I am occasionally told that I get irrationally annoyed about video games, although my complaint in this instance is completely logical - I hate that some people hate Dragon Age: Inquisition.
Note my use of “some” there. It’s fine to dislike things, and there are certainly plenty of elements to critique in Inquisition. To be clear, I don’t mind when people claim to hate the game so much as I become frustrated when people fence it in with this idea of BioWare gone bad. I know you all detested Andromeda’s facial animations - which were fixed post-launch, it’s a great game now - and the fall of Anthem is tragic both on a human level and an industrial one. Inquisition is phenomenal, though, and has some of the best environmental design I have ever seen. Pigeon-holing it into a category of weak RPGs is ludicrous.
I think most of the hate for Dragon Age: Inquisition stems from the Hinterlands, the first open area you visit in the game. Back when Inquisition launched we saw a deluge of memes about the starting area being approximately ten million hours long, although you’re actually able to leave the Hinterlands pretty quickly. Sorry, it looks like you accidentally chose not to progress through the game at an optimal rate - oops! I mean, the Hinterlands is a late-game location as well as a sort of tutorial area - there’s a massive dragon you fight here in sweltering fields of fire.
I genuinely like the Hinterlands because they’re, well… actual hinterlands. It’s nice to have a remote region that’s almost completely exposed to the wilderness, making it a perfect no-man’s-land for opposing forces. It’s a very important narrative point for people who might not have played the first two games, as it communicates the Mages vs Templars conflict at the heart of Dragon Age quickly and effectively. I hate that you can’t jump over ledges that are five centimeters tall, but other than that, the Hinterlands are brilliant both in terms of storytelling and in setting the atmosphere.
Once you leave the Hinterlands, though, Inquisition is blown up into one of the most breathtakingly gorgeous games I have ever seen. You’ve got the windswept wastes of the Western Approach, the treacherous tempests of the Storm Coast, and the serene snowscapes of Emprise du Lion all offering dramatically different climates and landscapes across Thedas (which, in case you forgot, was derived from THEDAS, or “The Dragon Age Setting”, which is so pants that it’s good).

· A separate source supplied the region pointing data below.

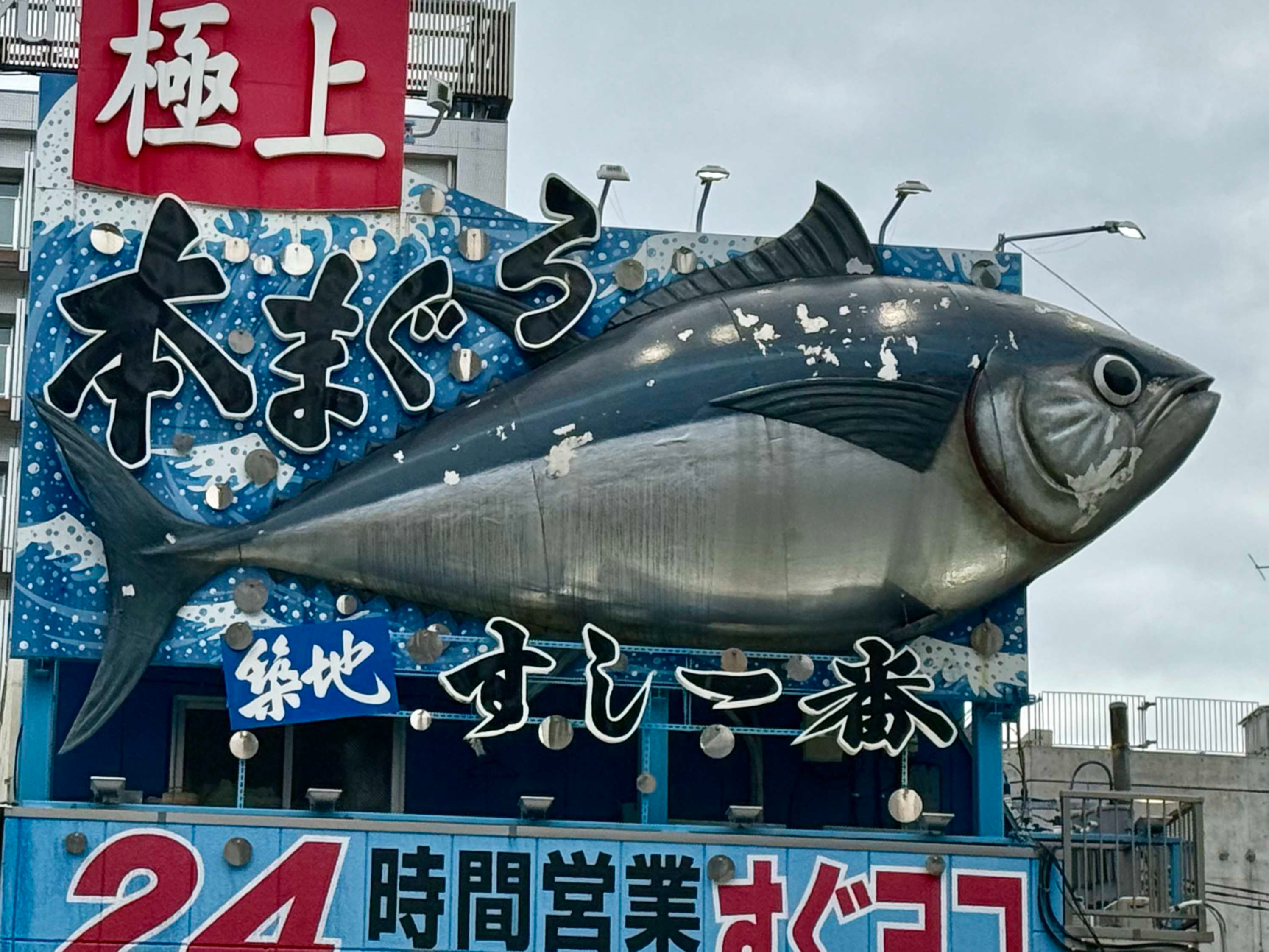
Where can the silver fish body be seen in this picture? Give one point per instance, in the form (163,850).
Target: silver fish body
(608,488)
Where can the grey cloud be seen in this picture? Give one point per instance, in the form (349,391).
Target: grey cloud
(1022,117)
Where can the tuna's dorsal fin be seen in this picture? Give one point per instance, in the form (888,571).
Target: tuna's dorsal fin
(901,421)
(829,240)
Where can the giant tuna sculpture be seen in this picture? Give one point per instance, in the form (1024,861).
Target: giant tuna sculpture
(784,452)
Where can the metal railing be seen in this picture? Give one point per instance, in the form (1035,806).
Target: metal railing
(1131,862)
(1205,725)
(1079,719)
(36,35)
(1070,719)
(467,44)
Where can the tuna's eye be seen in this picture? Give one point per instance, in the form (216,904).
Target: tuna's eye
(1117,380)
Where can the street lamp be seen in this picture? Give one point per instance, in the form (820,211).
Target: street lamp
(708,176)
(608,174)
(905,188)
(1129,229)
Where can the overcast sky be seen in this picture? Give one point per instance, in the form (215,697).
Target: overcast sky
(1021,117)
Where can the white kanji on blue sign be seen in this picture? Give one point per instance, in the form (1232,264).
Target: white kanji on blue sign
(311,673)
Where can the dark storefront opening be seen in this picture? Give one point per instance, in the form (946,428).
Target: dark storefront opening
(169,742)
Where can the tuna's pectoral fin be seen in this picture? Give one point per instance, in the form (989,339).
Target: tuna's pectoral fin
(900,421)
(156,560)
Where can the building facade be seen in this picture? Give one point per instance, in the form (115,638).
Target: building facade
(391,570)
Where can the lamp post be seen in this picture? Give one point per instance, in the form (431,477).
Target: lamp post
(708,176)
(608,174)
(905,188)
(1127,229)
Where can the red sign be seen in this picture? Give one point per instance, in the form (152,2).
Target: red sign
(254,103)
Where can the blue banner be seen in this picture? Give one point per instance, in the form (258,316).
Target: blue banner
(311,673)
(394,884)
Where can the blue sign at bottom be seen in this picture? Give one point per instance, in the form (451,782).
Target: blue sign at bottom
(409,885)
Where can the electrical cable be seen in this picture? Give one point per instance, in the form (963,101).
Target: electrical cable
(1238,889)
(1049,917)
(1104,311)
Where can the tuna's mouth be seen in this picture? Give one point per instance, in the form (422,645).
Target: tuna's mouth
(1174,396)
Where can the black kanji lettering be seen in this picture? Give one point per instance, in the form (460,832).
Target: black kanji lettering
(494,898)
(423,895)
(319,327)
(876,705)
(130,318)
(541,262)
(498,681)
(578,888)
(603,653)
(733,690)
(423,297)
(384,894)
(663,893)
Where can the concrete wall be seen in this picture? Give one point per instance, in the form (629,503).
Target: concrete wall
(1235,793)
(480,153)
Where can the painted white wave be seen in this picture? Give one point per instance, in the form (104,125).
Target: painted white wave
(956,662)
(65,536)
(223,463)
(220,615)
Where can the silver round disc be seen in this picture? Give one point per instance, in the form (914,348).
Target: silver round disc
(720,868)
(261,466)
(426,647)
(297,260)
(985,274)
(219,495)
(684,261)
(630,275)
(474,244)
(244,745)
(432,201)
(717,740)
(107,239)
(237,251)
(238,637)
(800,668)
(238,852)
(465,366)
(251,596)
(421,720)
(362,248)
(905,805)
(242,342)
(555,733)
(987,638)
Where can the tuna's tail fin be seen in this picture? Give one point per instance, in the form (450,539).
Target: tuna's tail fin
(156,561)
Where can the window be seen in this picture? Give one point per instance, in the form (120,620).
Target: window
(9,197)
(362,757)
(7,321)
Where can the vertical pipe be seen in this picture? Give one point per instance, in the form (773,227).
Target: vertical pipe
(35,761)
(1120,748)
(989,773)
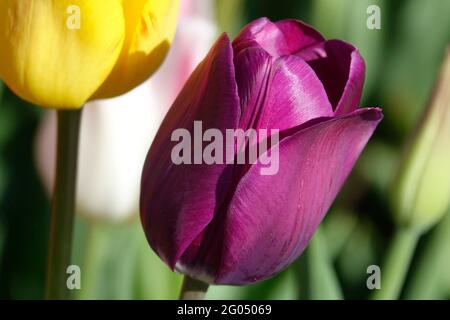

Emprise du Lion is the game’s magnum opus when it comes to environmental design, its wintery wistfulness perfectly capturing late-game tensions by juxtaposing the once-revered highlands of the Dalish elves with their new draconic inhabitants. It’s a very strange but sublime place to occupy in this virtual world - its vistas are magnificent, and you can take your time sauntering along its snow-laden paths, but the fights here are explosively ferocious. I think it manages to articulate the urgency of your quest in a way that is cleverly subtle beneath the ostensible theatrics of tussling with a dragon. Here you have a desolate place, beautiful in terms of nature but brutal in its depiction of what is to come should the Inquisition fail. You fight here of your own accord with nobody to watch you other than your companions, risking your life in a battle that people will never know outside of ever-mutable hearsay. It’s the first and last chance to beat back the encroaching dread, with the serene snow capturing vague hope as its lack of habitation implies reigning despair.
It’s probably to facilitate the camerawork necessary for having a roaming party traverse the overworld a la Baldur’s Gate, but the sheer scale of each region is remarkably impressive. While some of the more imposing bosses earn their own areas, the entire level design is made up of invisibly stitched-together arenas. Beneath all the glimmer and gloss, this is a deeply and precisely functional game that was rigorously and meticulously woven into a world. I think The Witcher 3 handles resolving unfinished quests and fail states better than any RPG in history, but Dragon Age’s sheer functional coherence earns it a place on the podium at the very least. Walking around that world at a snail’s pace so you can examine every single millimeter makes it almost embarrassingly obvious that you’ve been duked by good level design - very simple solutions are buried beneath very flashy aesthetics. It’s like a Porsche made by Volkswagen.
I understand that not everything is for everyone, and there are perfectly valid reasons for disliking Dragon Age: Inquisition. What I’m saying is that complaining about the Hinterlands falls pretty flat when you realize you can leave there almost immediately after starting the game, and the places you visit after… well, they’re absolutely incredible. Give the game another look, yeah?